There is Alicia Bartz, as just one standout representative among of a host of Lincoln Elementary School parents who rushed to the aid of the Birk family when their daughter, Kaylen, was diagnosed with a rare and fatal brain disease.
And there is always Chris Leffler, who never stops giving back to Wauwatosa, and who in the case of Kaylen Birk's illness stepped up once again to donate richly of his time, money and talents for a community fundraiser that drew (and fed) 1,500 people.
Those are just a few of the good people and causes written about in Wauwatosa Patch so far this year.
But we know there are people doing good that we at Patch never heard about.
There are those who daily work for the good of Wauwatosa's children, its elderly, its sick and its poor and hungry.
Those who work at the Medical College of Wisconsin and Froedtert Hospital, not only saving lives today but doing the advanced research that will improve and save more lives in the future.
There are business people making informed but still possibly risky decisions every day toward creating jobs and growth to keep Wauwatosa vigorously on the path to progress even during challenging economic times.
And there are, of course, as in any year, police officers and firefighters who constantly put their lives on the line for Wauwatosa's citizens but seldom get recognition by name.

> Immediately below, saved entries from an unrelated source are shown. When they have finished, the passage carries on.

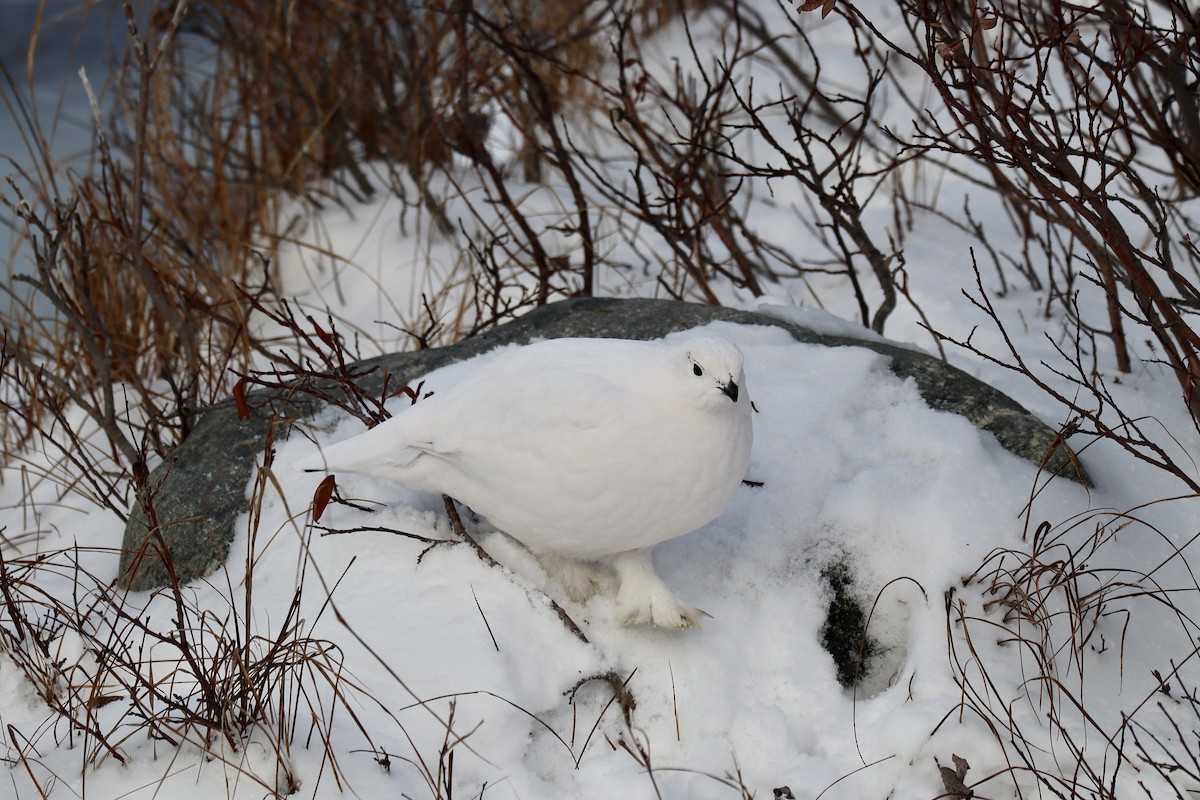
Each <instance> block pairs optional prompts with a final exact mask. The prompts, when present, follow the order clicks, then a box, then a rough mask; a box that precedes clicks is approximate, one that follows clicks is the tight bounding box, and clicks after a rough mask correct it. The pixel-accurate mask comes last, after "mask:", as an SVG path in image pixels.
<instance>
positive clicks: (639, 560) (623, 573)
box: [611, 548, 709, 630]
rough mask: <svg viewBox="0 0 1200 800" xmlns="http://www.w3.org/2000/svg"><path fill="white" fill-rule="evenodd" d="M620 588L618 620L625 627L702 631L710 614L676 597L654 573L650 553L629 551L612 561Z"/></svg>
mask: <svg viewBox="0 0 1200 800" xmlns="http://www.w3.org/2000/svg"><path fill="white" fill-rule="evenodd" d="M611 560H612V566H613V569H614V570H616V571H617V579H618V581H620V588H619V589H618V590H617V620H618V621H619V622H620V624H622V625H658V626H659V627H666V628H674V630H678V628H685V627H700V620H701V619H702V618H704V616H709V614H707V613H704V612H702V610H700V609H698V608H692V607H691V606H689V604H688V603H685V602H683V601H682V600H679V599H678V597H676V596H674V595H673V594H672V593H671V590H670V589H667V585H666V584H665V583H662V578H660V577H659V575H658V573H656V572H655V571H654V564H653V563H652V561H650V549H649V548H646V549H640V551H629V552H626V553H618V554H617V555H613V557H612V559H611Z"/></svg>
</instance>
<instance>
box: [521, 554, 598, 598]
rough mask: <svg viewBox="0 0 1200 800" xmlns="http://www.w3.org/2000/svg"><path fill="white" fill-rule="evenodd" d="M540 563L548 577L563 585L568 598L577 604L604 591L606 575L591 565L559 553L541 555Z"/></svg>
mask: <svg viewBox="0 0 1200 800" xmlns="http://www.w3.org/2000/svg"><path fill="white" fill-rule="evenodd" d="M538 563H539V564H541V569H542V570H545V571H546V575H548V576H550V577H551V578H553V579H556V581H558V582H559V583H560V584H563V588H564V589H566V596H568V597H570V599H571V600H572V601H575V602H577V603H582V602H584V601H586V600H587V599H588V597H592V596H593V595H595V594H598V593H599V591H600V590H601V589H604V584H605V578H606V577H607V576H606V573H605V572H604V571H602V570H600V569H598V567H595V566H593V565H590V564H587V563H584V561H578V560H576V559H569V558H566V557H565V555H558V554H557V553H539V554H538Z"/></svg>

This December, we'd like your help determing the Wauwatosa Patch person – or persons – of the year. You may nominate anyone who lives, works or volunteers in town. But nominations close at 9 a.m. Dec. 13, so submit your picks now.
There are two ways to nominate someone:
Fill out the form above. We're asking for the person's name, why you think they should be Person of the Year, and a way to contact them. We also need your name and a way to contact you. This information will be sent only to Patch, and contact information will not be published.
Or, you can nominate someone in the comments section below, once you've signed up for and are logged in to your Patch account. If you choose to use the comments to make your nomination, please give us the person's name and why you think they should be person of the year, but don't put in specific contact information. Instead, use the person's name and enough detail so we could track them down. (For example: “The neighbor boy who rakes my leaves all fall” isn't enough for us to go on, but “Mrs. Johnson at Jefferson Elementary who helped the third grade class with a great volunteer opportunity” would be a great starting point.)
Once nominations close at 9 a.m. Dec. 13, Patch editors will go through all submissions and choose a person (or people) or the year. Stories will start running Dec. 26.